Now the push is on to ban the shoulder charge following a spate of head injuries this season from the spectacular but controversial tackling technique.

The Australian Rugby League is reviewing the legality of the tackle, setting up a committee of medical experts to investigate the impact shoulder charges can have on a player's neck, head and brain.

As part of the review, the ARL have invited Guttenbeil to discuss the effect it has had in reducing injuries in New Zealand competitions.

"It's a good sign," he says. "In the past they wouldn't listen to us at all, but they're actively asking for our input."

It seems players here don't always listen either.

One Aucklander who played league at club level, who wanted only to be known as Scott (to protect his club), gave up league this season because of concerns over his health after he began experiencing debilitating tremors and migraines.

The reserve-grader had been "knocked out cold" five times and had suffered "countless" concussions.

Yet for most of these events he did not get medical clearance before returning to play, nor did the club monitor his health.

Scott said his club only imposed the three-week stand-down rule if a player had been knocked out, despite NZRL guidelines emphasising that players do not need to lose consciousness to be concussed.

As the concussions mounted, so too did the negative health effects.

On top of the migraines, which he says can level him for days, Scott began suffering from tremors.

The 27-year-old works in cardiology and says he made the decision to give up league for the sake of his career.

"I didn't want the impacts affecting my job. League doesn't pay the bills - work does," he says.

"I just thought the longer I keep playing, the more damage I'm going to do.

"A lot of my teammates didn't understand my situation; they wanted me to keep playing."

Guttenbeil admits breaking the cultural belief among players and coaches that a player was "a wuss" if they did not insist on playing on after suffering concussion is the biggest challenge for administrators.

League is viewed as a hard man's game and that means being able to take the hits as well as dishing them out.

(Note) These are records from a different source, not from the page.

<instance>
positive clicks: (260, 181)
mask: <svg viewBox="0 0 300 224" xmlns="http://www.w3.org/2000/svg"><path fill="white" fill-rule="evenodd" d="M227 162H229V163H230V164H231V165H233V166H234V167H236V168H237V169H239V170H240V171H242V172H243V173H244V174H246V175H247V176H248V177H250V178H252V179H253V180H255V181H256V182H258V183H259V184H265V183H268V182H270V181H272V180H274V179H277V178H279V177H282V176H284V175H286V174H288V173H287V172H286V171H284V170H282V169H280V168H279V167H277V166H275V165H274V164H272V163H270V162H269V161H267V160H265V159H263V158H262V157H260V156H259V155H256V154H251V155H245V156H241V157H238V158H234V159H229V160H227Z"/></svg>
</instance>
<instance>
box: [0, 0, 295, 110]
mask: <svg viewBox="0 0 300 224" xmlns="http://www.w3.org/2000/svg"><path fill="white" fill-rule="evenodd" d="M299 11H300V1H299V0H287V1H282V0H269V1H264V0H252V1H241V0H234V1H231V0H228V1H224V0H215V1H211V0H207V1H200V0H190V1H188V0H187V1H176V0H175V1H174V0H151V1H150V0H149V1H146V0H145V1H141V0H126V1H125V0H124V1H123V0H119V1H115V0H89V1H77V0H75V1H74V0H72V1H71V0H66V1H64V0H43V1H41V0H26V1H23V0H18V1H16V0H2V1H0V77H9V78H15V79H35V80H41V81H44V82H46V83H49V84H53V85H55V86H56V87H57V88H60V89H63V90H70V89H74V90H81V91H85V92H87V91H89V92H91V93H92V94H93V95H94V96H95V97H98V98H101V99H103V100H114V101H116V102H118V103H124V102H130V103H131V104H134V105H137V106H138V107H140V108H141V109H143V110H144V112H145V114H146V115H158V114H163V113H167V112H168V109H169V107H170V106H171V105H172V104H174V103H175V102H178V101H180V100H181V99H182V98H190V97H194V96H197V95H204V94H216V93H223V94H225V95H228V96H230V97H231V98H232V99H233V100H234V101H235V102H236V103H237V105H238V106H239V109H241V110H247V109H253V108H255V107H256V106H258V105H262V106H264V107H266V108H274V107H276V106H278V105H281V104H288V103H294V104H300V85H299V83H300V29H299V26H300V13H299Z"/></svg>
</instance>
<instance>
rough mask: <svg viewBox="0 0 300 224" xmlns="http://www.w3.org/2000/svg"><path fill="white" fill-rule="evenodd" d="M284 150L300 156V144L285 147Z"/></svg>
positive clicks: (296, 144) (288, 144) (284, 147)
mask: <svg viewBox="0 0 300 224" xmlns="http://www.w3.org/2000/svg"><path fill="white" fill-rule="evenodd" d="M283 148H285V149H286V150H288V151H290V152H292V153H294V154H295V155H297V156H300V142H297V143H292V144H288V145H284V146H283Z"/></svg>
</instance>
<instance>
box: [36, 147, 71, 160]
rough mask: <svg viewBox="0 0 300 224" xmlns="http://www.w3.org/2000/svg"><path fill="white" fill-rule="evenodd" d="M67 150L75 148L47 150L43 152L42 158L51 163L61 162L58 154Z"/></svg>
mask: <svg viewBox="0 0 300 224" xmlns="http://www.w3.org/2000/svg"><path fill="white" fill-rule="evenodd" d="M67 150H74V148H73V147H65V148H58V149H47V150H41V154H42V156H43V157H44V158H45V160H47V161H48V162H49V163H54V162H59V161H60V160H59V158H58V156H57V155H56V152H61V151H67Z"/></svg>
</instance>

"It's a challenge for malehood isn't it? It's a societal thing. We're told that to be a man you get knocked down and you get up and keep on running. If your leg is broken you bandage it up, you'll be right," he says.

"Every coach, trainer and manager around the country is educated about their obligations to their players, and in the most part they are doing a good job of it."

As for Bellamy and those guardians of the billion-dollar television industry across the Tasman, it appears they have some work to do.